Above her, the clouds dispersed as quickly as they had come and the sun got to work drying out the ground.

‘Was that really necessary?’ called Denser. ‘I had been reading. A little warning would have been nice.’

‘The pages will dry out quickly enough,’ said Cleress. ‘And we are done for the day. I need a rest before dinner.’

‘Wait a moment and I’ll help you in,’ said Denser. He walked to Erienne and gave her a kiss. ‘Feel better for doing that?’

‘Actually, yes,’ said Erienne. ‘Today was a breakthrough day.’

‘I can see where that would be useful. Deserts and such.’

‘As ever you miss the point,’ said Cleress, swapping a conspiratorial glance with Erienne. ‘You see, the secret of the One lies not in learning individual castings for individual effect but understanding the nature of the elements and the nature of your problem. Then, all you have to do is bring the two together. Erienne has all but grasped it, but for a few control exercises that need more work.’

‘Then what?’ asked Denser.

‘Then I can at last die and join my sisters,’ said Cleress. Her smile was brief and Erienne didn’t like what was behind it. ‘I worry about them, you know. It is so long since I heard them. All there is now is a wailing. I do worry so.’

‘I’m not with you,’ said Erienne.

‘No, dear, of course not.’ Cleress turned to begin the slow walk to the house. ‘Denser, if you would be so kind.’

Erienne stood and watched them go, frowning. She wondered if Denser had been listening to the Al-Drechar. She knew he didn’t always. He felt her to be edging into senility and it was true she rambled from time to time. What it was she dreamed she heard from her sisters probably fell into that category.

‘But you don’t really believe that, do you Erienne?’ she said to herself.

Shaking her head, she knelt to tidy Lyanna’s gave.

The Unknown pushed Diera’s sodden hair from her face and kissed her lips.
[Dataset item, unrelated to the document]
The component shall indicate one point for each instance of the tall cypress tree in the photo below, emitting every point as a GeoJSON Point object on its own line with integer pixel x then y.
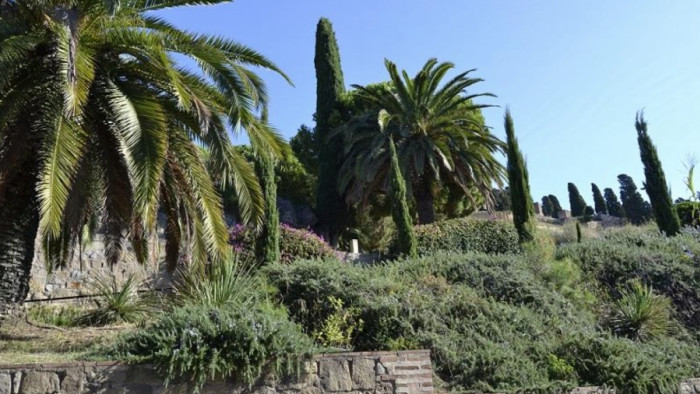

Caught in Erienne’s downpour, they could do nothing else but laugh under the warm rain and try to hide the bread and cheese. Unsuccessfully. Some of it washed over the rock on which they were sitting and into the ocean. The Unknown had pushed the rest after it.

‘I hope Jonas wasn’t caught in that,’ said Diera.

‘I doubt it,’ said The Unknown. ‘Anyway, he’ll be as wet as us but by choice. He’s still over at Sand Island swimming with Ark.’

Ever the doubt was in Diera’s eyes when she knew her little boy was with any of the ex-Protectors. Nothing The Unknown could do would completely convince her they were safe. She had seen them under the control of Xetesk and knew what they could do. Even now, two years on and with their masked, thralled lives and painful memories, she was unsure.

‘Will he be safe?’ she said.

‘Ark’s the best swimmer amongst them,’ said The Unknown.

‘You know what I mean, Sol,’ she replied.

‘Yes, which was why I answered a different question. You already know the answer to the other one. You ask it every time.’

‘He’s my son,’ she said.

‘Hey, I’m not criticising,’ said The Unknown.

‘Come on, let’s go down to the landing. Wait for them.’

‘You go.’ The Unknown helped Diera to her feet and crushed her to him. ‘Think I’ll walk the estate. Have a think to myself.’